Regarding Ukraine, Putin argued that its government needs to follow the 2015 Minsk peace deal by launching a dialogue with the rebels, granting a special status to rebel regions and preparing local elections there.

This was the second interaction between the two leaders in a week, as on Monday Putin sent a July Fourth message to the American president in the hope that ties between the two countries will get back on track.

Relations between Moscow and Washington hit a post-Cold War low in 2014, when Russia annexed Ukraine’s Crimean Peninsula and threw its weight behind separatists in eastern Ukraine. The Kremlin, however, has recently sought rapprochement with the United States.

In the Independence Day message released by the Kremlin, Putin recalled the history of Russia-US ties, saying that at one time the two countries were able to solve “the most difficult international problems to the benefit of both our nations and all humankind.” Putin expressed hope that this experience will help the two countries get back to working together.
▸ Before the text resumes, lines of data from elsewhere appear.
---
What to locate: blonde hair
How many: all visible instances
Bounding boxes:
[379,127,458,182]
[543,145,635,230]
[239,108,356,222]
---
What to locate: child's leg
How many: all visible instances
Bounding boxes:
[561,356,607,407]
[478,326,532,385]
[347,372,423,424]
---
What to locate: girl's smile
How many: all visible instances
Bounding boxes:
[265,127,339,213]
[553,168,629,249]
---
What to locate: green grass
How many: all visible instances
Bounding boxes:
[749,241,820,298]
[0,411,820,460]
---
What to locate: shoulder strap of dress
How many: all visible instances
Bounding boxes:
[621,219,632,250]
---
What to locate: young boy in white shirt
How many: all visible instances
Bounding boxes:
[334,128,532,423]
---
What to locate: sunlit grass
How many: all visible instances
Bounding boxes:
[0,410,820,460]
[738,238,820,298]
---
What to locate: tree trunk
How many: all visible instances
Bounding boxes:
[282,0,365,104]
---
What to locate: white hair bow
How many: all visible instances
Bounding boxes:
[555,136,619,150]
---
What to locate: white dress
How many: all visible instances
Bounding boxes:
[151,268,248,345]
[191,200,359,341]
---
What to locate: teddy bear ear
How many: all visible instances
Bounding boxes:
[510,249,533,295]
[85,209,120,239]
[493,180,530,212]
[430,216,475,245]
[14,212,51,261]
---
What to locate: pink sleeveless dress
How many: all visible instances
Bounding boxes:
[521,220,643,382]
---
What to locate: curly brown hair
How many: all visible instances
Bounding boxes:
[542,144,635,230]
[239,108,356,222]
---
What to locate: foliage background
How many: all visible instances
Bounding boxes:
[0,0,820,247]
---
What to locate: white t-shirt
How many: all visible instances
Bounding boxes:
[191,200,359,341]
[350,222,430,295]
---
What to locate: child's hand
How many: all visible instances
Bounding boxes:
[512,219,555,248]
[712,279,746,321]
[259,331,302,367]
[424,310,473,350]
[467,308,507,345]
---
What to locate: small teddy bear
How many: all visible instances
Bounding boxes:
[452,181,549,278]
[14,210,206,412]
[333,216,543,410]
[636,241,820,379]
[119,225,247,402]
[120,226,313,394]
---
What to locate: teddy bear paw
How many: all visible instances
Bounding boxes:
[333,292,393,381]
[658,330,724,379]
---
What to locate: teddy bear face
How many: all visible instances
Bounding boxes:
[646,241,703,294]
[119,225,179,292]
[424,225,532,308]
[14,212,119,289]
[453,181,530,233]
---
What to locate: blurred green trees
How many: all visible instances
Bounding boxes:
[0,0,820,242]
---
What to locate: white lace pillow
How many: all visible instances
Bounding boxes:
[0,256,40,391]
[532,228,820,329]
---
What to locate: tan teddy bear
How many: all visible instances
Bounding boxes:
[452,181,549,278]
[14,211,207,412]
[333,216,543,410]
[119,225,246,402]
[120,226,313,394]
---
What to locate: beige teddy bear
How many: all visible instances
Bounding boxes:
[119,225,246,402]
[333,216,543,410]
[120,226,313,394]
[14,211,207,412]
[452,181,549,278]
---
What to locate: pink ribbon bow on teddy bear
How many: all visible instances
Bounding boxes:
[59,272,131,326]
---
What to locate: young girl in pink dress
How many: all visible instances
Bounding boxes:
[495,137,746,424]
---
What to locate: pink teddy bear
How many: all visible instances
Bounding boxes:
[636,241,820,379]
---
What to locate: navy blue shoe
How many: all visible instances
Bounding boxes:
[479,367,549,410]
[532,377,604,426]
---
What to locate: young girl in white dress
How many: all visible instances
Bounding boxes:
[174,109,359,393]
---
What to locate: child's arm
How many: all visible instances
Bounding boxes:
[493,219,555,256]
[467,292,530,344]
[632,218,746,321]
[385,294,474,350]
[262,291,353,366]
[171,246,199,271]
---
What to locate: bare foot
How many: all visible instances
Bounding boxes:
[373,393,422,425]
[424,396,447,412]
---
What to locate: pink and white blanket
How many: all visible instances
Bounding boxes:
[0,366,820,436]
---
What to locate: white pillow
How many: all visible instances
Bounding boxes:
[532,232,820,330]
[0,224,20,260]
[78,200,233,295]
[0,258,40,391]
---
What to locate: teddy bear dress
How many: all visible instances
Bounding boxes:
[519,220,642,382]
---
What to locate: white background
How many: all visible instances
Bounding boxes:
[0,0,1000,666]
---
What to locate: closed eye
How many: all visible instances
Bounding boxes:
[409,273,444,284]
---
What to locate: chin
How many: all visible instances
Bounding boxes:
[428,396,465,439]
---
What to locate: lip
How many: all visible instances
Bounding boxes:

US-backed Kurdish and Arab fighters advance into the Islamic State (IS) jihadist's group bastion of Manbij, in northern Syria, on June 23, 2016. (Delil Souleiman/AFP)
US-backed Kurdish and Arab fighters advance into the Islamic State (IS) jihadist’s group bastion of Manbij, in northern Syria, on June 23, 2016. (Delil Souleiman/AFP)

Elsewhere in Moscow, a youth wing of the ruling United Russia party staged an impromptu exhibit on a central square to condemn US military involvement in other countries. The Young Guard activists put up easels with the portraits and quotes of former world leaders that the activists claim were toppled by the United States, like Ukrainian President Viktor Yanukovych or Libyan President Moammar Gadhafi.

“Under its current leadership, the United States has become a parasite state that attacks other countries under any pretext, violating their sovereignty, causing revolutions, using military force, killing civilians and their destroying statehood,” activist Denis Davydov said. “We call on the United States on the Independence Day not only to preserve their own independence but also respect the independence of other countries.”

Putin officially is not a United Russia member despite having canvassed for the party in the past. Prime Minister Dmitry Medvedev has been recently announced as party leader for the upcoming parliamentary campaign.